0

I'm not particularly well-educated in mathematics. I've been reading about the, 'curse of dimensionality,' and how distance metrics become meaningless in high-dimensional spaces.

I then thought: What if you treat each dimension in a high-dimensional vector as a 1D scalar, and find the vector with the nearest scalar value for the same dimension. Then, you add the index for this, 'single-dimension nearest neighbor,' to a new vector. You iterate through this process for every dimension in the vector and in the end, you define the nearest neighbor as the vector that appears most often in the vector of single-dimensional nearest neighbors.

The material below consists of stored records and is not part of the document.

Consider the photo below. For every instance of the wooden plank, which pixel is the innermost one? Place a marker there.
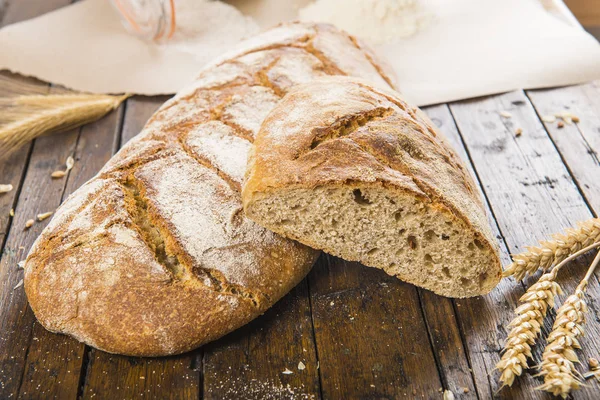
(253, 362)
(578, 144)
(371, 337)
(39, 194)
(532, 195)
(447, 339)
(113, 376)
(54, 362)
(15, 319)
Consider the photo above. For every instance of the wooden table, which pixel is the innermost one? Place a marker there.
(360, 333)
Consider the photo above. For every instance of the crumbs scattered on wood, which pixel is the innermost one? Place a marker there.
(58, 174)
(43, 216)
(549, 118)
(448, 395)
(518, 132)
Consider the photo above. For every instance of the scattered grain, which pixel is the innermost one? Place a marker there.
(43, 216)
(58, 174)
(518, 132)
(448, 395)
(70, 163)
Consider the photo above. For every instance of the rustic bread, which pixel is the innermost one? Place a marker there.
(154, 255)
(343, 166)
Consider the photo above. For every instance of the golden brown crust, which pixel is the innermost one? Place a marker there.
(339, 131)
(154, 255)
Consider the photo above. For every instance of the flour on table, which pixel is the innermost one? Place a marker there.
(379, 21)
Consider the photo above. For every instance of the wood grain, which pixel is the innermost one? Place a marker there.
(56, 357)
(532, 195)
(370, 333)
(262, 359)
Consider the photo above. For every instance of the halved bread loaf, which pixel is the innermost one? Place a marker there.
(343, 166)
(154, 255)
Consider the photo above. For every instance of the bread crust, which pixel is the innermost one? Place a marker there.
(154, 255)
(343, 131)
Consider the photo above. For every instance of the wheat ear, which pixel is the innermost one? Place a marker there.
(559, 357)
(526, 326)
(24, 118)
(554, 251)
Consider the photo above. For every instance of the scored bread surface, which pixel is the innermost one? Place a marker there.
(350, 168)
(154, 255)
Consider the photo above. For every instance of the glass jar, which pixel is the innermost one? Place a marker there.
(148, 19)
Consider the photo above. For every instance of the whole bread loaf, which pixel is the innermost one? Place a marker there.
(154, 255)
(352, 169)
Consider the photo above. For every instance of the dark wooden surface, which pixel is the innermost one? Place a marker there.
(359, 333)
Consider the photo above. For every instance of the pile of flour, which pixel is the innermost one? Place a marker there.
(379, 21)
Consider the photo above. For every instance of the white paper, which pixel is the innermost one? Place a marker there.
(482, 47)
(85, 47)
(474, 48)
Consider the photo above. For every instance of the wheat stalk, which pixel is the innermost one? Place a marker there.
(555, 250)
(526, 326)
(559, 357)
(26, 117)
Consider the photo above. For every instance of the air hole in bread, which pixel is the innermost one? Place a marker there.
(398, 215)
(360, 198)
(424, 250)
(412, 242)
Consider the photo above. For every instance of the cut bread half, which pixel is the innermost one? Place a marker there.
(352, 169)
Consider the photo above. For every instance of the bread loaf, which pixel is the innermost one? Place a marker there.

Is this utter nonsense from a mathematical perspective? I have no idea how to even begin analyzing the efficacy of this mathematically.

Rushabh Mehta
  • 13,663
  • " I've been reading about the, 'curse of dimensionality,' and how distance metrics become meaningless in high-dimensional spaces." Never heard of it. Can you fill me in? Distance metrics are no problem from finite dimensions and the Euclid metric $\sqrt{\sum_{k=1}^n (x_k-y_k)^2}$ is fairly standard. Now, infinite dimensions may have an issue, which yours doesn't solve. – fleablood Jan 21 '21 at 00:42
  • I don't really understand the approach. Could you do an example for us to see? Also, @fleablood is right: we do have distance metrics in finite dimensions, however large (in fact, we have infinitely many of them). Also, don't pick random tags for your question. I've edited the tags to something more appropriate. – Rushabh Mehta Jan 21 '21 at 00:43
  • Ah... I read up. https://en.wikipedia.org/wiki/Curse_of_dimensionality. The issue isn't that it's hard to have metrics. Its that statistically the distances between two points will be very insignificant due to the high number of dimensions will make variation minimal. – fleablood Jan 21 '21 at 00:47
  • @fleablood: the question https://stats.stackexchange.com/questions/99171/why-is-euclidean-distance-not-a-good-metric-in-high-dimensions has some quotes that show where this is coming from. The Euclidean metric is well defined in high dimensions, but the volume distribution makes some of our usual concepts not useful – Ross Millikan Jan 21 '21 at 00:47
  • @RossMillikan gotcha! Okay, but the OP's method (which seems to be a variation of the Euclidean metric.... good job for the OP; creative analysis and (perceived) problem solving...) unfortunately doesn't address the issue of volume distribution, sadly. – fleablood Jan 21 '21 at 00:50
  • Just so you know, there are some algorithms to try to mitigate the "curse of dimensionality". See Laplacian Eigenmaps, for example. – Ty Jensen Jan 21 '21 at 01:03

1 Answers1

1

When you make a definition like this there are two criteria of interest. The first is whether it is well defined-is it clear what vector it will choose as the nearest neighbor. The second is whether it is useful. I think well defined fails here. If you choose one vector out of a group of $10,000$ in $100$ dimensional space, it sounds like you will find the vectors that are closest in each coordinate direction to the chosen vector and take a plurality vote among them. If you have many more vectors than dimensions, the nearest vector in each dimension may be different, so each of them gets one vote. Which is the nearest? Maybe you just want to make a list of the several nearest vectors. That will clearly be well defined.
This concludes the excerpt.